Follow the eastern sky before dawn on Wednesday (June 22nd) to see the crescent moon approach Mars as it continues its orbit around the morning planets.
“The moonthe beautiful crescent will take up a palm-wide position to the right of the reddish point of Mars. “Writes Chris Vaughn, an amateur astronomer with SkySafari software who monitors Space.com Night sky calendar. “Bright Jupiter will shine in their upper right corner (or the west of heaven).”
The couple will be an interesting target for stargazing, as they will look close enough to share the same field of view in a pair of binoculars. They will rise above the eastern horizon around 1:56 a.m. EDT (0556 GMT). Observers in the Southern Ocean region will also be able to see the occult satellite of Mars around 18:00 GMT, according to Vaughan.
The exact time of the event varies depending on your specific location, so you’ll want to check out a sky monitoring app like SkySafari or software like Starry Night to confirm the local time to search. Our choices for the best star monitoring apps can help you with your planning.
Mars is the fourth planet from the Sun and perhaps one of the most distinctive planets in the world night sky due to its famous red hue. It gets its color from the oxidation or rust of iron-rich minerals in its regolith, the loose dust and rocks that cover its surface.
We hope you take a good picture of the moon as it approaches Mars? Our guide for how to photograph the moon there are some useful tips. If you are looking for a camera, here is our review of the best astrophotography cameras and the best astrophotography lenses. As always, our guides for the best telescopes and the best binoculars can help you prepare for the next great sky watching event.
The coziness of the Moon and Mars is not the only event to observe the sky this month. Throughout June, a rare “parade of planets” will be seen in the sky before dawn, while all five planets with the naked eye line up in orbital order from the sun.

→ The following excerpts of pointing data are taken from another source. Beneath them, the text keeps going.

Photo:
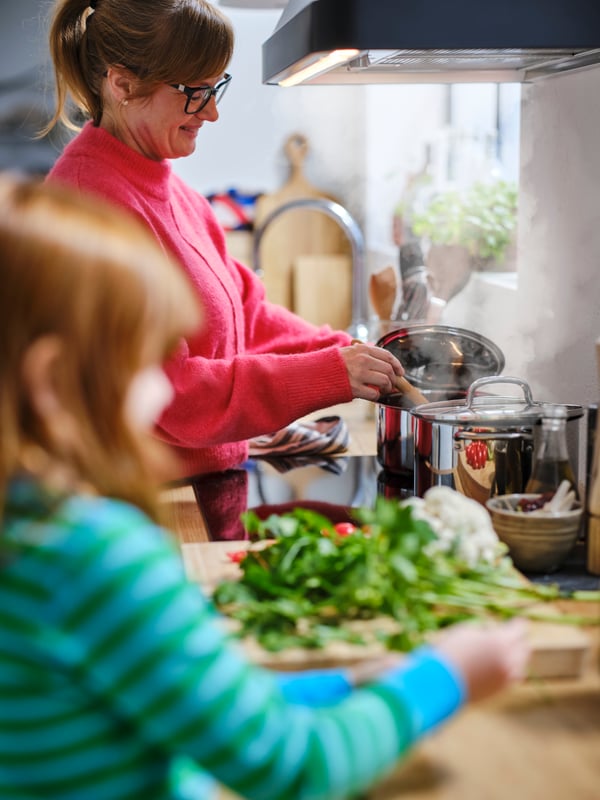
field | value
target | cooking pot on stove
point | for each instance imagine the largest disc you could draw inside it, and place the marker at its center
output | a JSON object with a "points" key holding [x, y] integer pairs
{"points": [[442, 362], [483, 445]]}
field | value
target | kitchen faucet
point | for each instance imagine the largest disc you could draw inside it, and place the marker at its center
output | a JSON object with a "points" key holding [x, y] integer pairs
{"points": [[358, 326]]}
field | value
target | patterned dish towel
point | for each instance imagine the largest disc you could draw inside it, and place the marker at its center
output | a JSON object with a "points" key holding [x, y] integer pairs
{"points": [[322, 437]]}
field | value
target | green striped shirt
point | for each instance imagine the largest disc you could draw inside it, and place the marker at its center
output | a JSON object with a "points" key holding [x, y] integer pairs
{"points": [[117, 681]]}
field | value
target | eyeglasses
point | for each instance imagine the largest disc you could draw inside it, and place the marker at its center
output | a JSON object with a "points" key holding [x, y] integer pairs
{"points": [[199, 96]]}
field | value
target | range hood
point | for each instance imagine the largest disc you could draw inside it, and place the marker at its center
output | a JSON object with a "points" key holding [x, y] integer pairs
{"points": [[430, 41]]}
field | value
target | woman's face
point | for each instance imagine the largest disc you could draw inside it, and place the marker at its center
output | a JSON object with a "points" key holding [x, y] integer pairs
{"points": [[158, 127]]}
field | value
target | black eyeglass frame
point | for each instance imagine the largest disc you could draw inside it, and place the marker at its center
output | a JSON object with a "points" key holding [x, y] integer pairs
{"points": [[217, 91]]}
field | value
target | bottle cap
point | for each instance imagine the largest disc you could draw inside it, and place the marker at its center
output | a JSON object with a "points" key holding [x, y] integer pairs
{"points": [[554, 412]]}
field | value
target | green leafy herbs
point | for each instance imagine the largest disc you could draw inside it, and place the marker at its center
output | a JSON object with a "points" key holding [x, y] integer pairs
{"points": [[309, 585], [482, 219]]}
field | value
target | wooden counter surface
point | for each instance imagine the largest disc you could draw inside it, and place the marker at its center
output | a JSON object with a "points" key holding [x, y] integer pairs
{"points": [[539, 740]]}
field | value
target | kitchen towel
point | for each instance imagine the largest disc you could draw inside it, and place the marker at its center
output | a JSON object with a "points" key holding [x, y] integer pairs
{"points": [[322, 437]]}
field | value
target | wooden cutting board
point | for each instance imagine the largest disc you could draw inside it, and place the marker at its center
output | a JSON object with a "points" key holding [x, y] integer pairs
{"points": [[298, 232], [558, 651]]}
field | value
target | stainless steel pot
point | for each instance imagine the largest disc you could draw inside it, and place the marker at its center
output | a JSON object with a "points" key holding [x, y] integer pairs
{"points": [[449, 438], [441, 361], [395, 427]]}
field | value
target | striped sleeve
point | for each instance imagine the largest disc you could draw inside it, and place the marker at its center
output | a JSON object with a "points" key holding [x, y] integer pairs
{"points": [[146, 644]]}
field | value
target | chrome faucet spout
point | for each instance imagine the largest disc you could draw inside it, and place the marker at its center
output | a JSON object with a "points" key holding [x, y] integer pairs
{"points": [[350, 227]]}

From left to right in the southeastern sky you will be able to notice mercury, Venus, March, Jupiter and Saturn all in a row. (Mercury, usually hidden from the sun, will become easier to spot as the moon matures.)
The best opportunity to see this spectacle may come on June 24, as Mercury should rise about an hour before the sun, according to press release from Sky & Telescope.
Throughout June, the Moon will continue to travel past the morning planets, embarking on a planetary “meeting and greeting.” After Mars, the next stop on the orbit is Venus on June 26 and finally Mercury on June 27.